A Temple of the Holy Ghost (1954)
ALL weekend the two girls were calling each other Temple One and Temple Two, shaking with laughter and getting so red and hot that they were positively ugly, particularly Joanne who had spots on her face anyway. They came in the brown convent uniforms they had to wear at Mount St. Scholastica but as soon as they opened their suitcases, they took off the uniforms and put on red skirts and loud blouses. They put on lipstick and their Sunday shoes and walked around in the high heels all over the house, always passing the long mirror in the hall slowly to get a look at their legs. None of their ways were lost on the child. If only one of them had come, that one would have played with her, but since there were two of them, she was out of it and watched them suspiciously from a distance.
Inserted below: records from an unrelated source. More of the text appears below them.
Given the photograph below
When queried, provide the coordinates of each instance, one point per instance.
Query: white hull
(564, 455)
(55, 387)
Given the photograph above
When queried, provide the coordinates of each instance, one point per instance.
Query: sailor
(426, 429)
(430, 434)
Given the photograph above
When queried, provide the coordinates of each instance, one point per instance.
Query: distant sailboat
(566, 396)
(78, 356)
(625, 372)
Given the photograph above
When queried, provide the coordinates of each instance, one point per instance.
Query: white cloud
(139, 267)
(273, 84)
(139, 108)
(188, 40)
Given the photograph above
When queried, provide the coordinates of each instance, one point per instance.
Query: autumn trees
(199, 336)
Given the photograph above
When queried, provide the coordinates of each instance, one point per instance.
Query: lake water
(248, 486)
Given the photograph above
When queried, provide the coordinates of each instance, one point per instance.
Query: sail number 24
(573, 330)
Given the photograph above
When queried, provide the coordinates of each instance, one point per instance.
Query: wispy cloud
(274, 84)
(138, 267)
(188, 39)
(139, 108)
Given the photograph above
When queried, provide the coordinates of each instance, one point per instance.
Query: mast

They were fourteen—two years older than she was—but neither of them was bright, which was why they had been sent to the convent. If they had gone to a regular school, they wouldn’t have done anything but think about boys; at the convent the sisters, her mother said, would keep a grip on their necks. The child decided, after observing them for a few hours, that they were practically morons and she was glad to think that they were only second cousins and she couldn’t have inherited any of their stupidity. Susan called herself Suzan. She was very skinny but she had a pretty pointed face and red hair. Joanne had yellow hair that was naturally curly but she talked through her nose and when she laughed, she turned purple in patches. Neither one of them could say an intelli
gent thing and all their sentences began, “You know this boy I know well one time he…”
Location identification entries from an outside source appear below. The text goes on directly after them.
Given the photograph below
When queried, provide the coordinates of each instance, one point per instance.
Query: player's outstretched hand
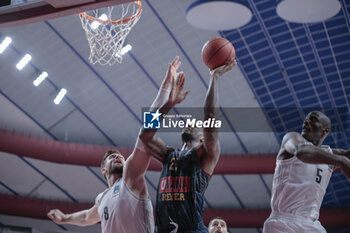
(171, 73)
(223, 69)
(57, 216)
(345, 166)
(177, 95)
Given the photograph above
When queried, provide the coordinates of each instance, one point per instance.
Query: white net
(105, 35)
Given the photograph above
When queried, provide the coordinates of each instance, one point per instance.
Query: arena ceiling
(284, 70)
They were to stay all weekend and her mother said she didn’t see how she would entertain them since she didn’t know any boys their age. At this, the child, struck suddenly with genius, shouted, “There’s Cheat! Get Cheat to come! Ask Miss Kirby to get Cheat to come show them around!” and she nearly choked on the food she had in her mouth. She doubled over laughing and hit the table with her fist and looked at the two bewildered girls while water started in her eyes and rolled down her fat cheeks and the braces she had in her mouth glared like tin. She had never thought of anything so funny before.
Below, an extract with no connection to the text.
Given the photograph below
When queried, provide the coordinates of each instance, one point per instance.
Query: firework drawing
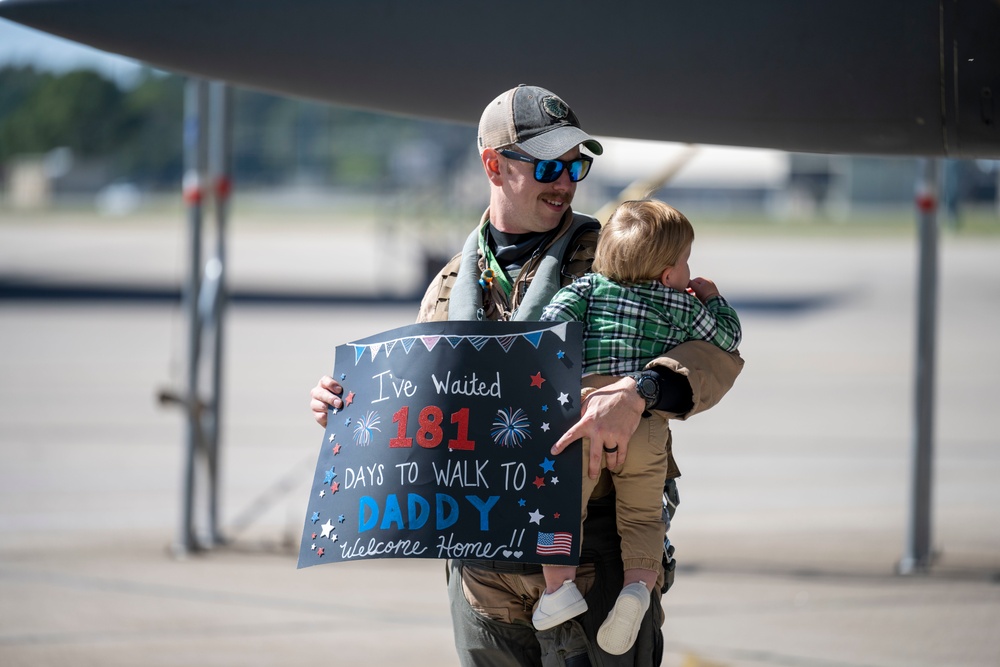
(365, 427)
(510, 428)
Her mother laughed in a guarded way and Miss Kirby blushed and carried her fork delicately to her mouth with one pea on it. She was a long-faced blonde schoolteacher who boarded with them and Mr. Cheatam was her admirer, a rich old farmer who arrived every Saturday afternoon in a fifteen-year-old baby-blue Pontiac powdered with red clay dust and black inside with Negroes that he charged ten cents apiece to bring into town on Saturday afternoons. After he dumped them he came to see Miss Kirby, always bringing a little gift—a bag of boiled peanuts or a watermelon or a stalk of sugar cane and once a wholesale box of Baby Ruth candy bars. He was baldheaded except for a little fringe of rustcolored hair and his face was nearly the same color as the unpaved roads and washed like them with ruts and gulleys. He wore a pale green shirt with a thin black stripe in it and blue galluses and his trousers cut across a protruding stomach that he pressed tenderly from time to time with his big flat thumb. All his teeth were backed with gold and he would roll his eyes at Miss Kirby in an impish way and say, “Haw haw,” sitting in their porch swing with his legs spread apart and his hightopped shoes pointing in opposite directions on the floor.